MAROVO MEANDERINGS
20 October 2006
Marovo Lagoon, Friday - Jill and Grant Kelly have spent 25 years developing and then enhancing their small but exquisite resort on Uepi (you-pee) Island in the Western District of the Solomon Islands. Being in a remote part of the country, almost at the end of the line, they don’t make a lot of money but live a fine life catering to the requirements of scuba divers, expedition travellers and people who simply want to drop out for a while.

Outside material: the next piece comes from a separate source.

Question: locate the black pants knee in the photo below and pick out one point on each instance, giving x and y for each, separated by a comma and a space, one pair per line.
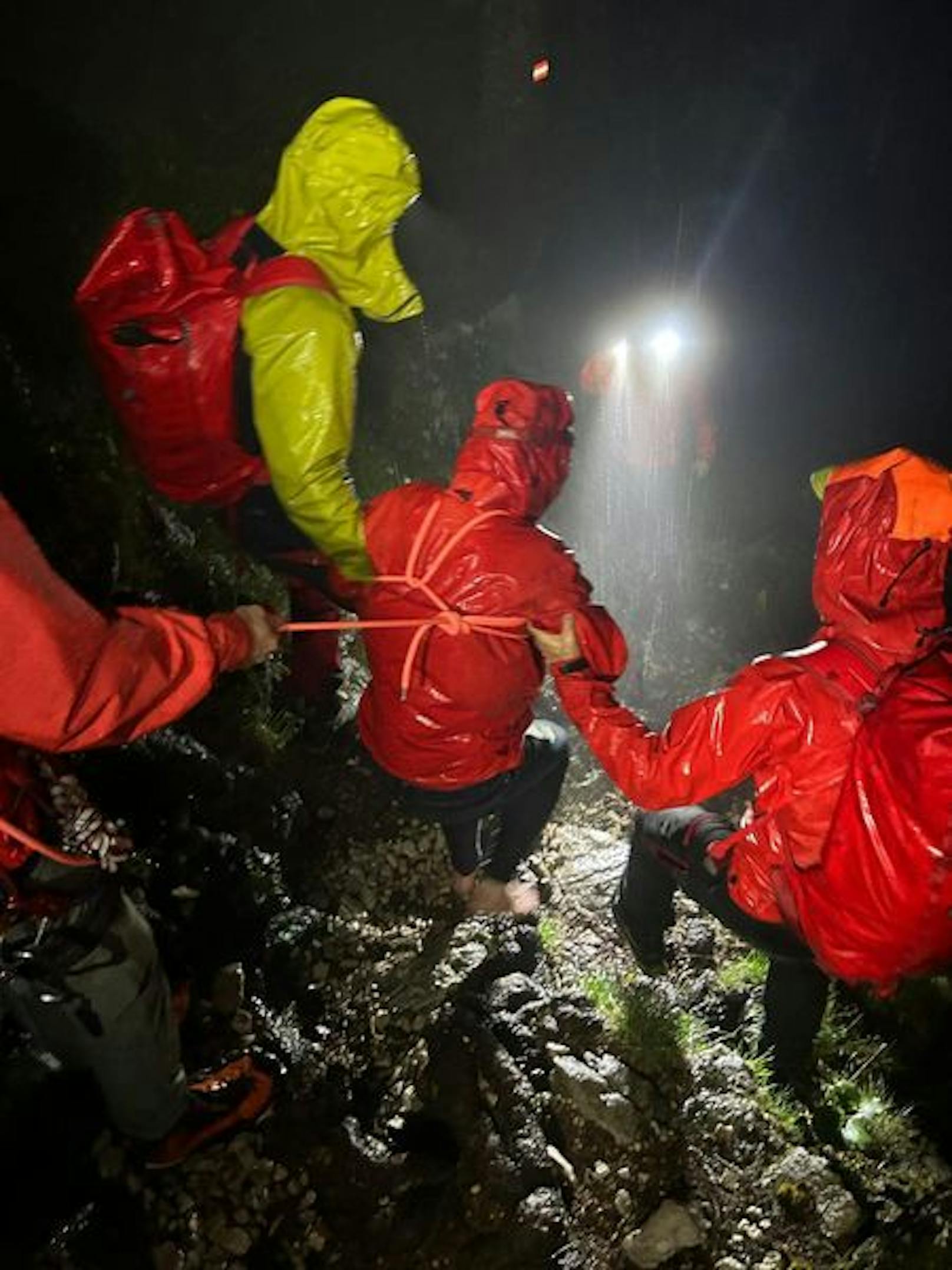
495, 823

And, after more than a quarter of a century, they feel a close connection to the natural environment and to the native people who live on the tiny coral islands arranged necklace-like around Marovo Lagoon.
On board Orion earlier today I watched [on the ABC’s excellent Australia TV Network] Alexander Downer fulminate against the governments of the Solomon Islands and Papua New Guinea. He also fulminated against the Australian Labor Party, which he accused of “supporting foreigners” as if this was a most heinous crime.
With Downer’s petulance still on my mind, I took the Zodiac to shore, where Ingrid and I walked into the centre of the island on a rough hewn track before returning to the resort for a refreshing local lager. There I talked with Jill and Grant Kelly about Solomons’ politics, asking them about the usefulness of Downer’s megaphone diplomacy in addressing the serious problems Australia finds in its immediate neighbourhood.
They were ambivalent: saying Downer’s remonstrations against the poor governance of these nations was understandable but that it wasn’t clear exactly how this would fix relationships that Australia had allowed to deteriorate over many years.
Marovo Lagoon is an hour in a plane and another 30 minutes by speedboat from Honiara’s troubled politics and, while the Marovo people know and are concerned about what’s going on, it doesn’t affect them directly. But I couldn’t help contrast the human values realised by the Kelly’s in developing a mature and mutually fruitful relationship with the people of Marovo Lagoon and Australia’s failure to do likewise on the larger diplomatic canvass. It reflects poorly on the competence of Australia’s politicians that relations with our regional neighbours should be in such an unhappy and volatile state.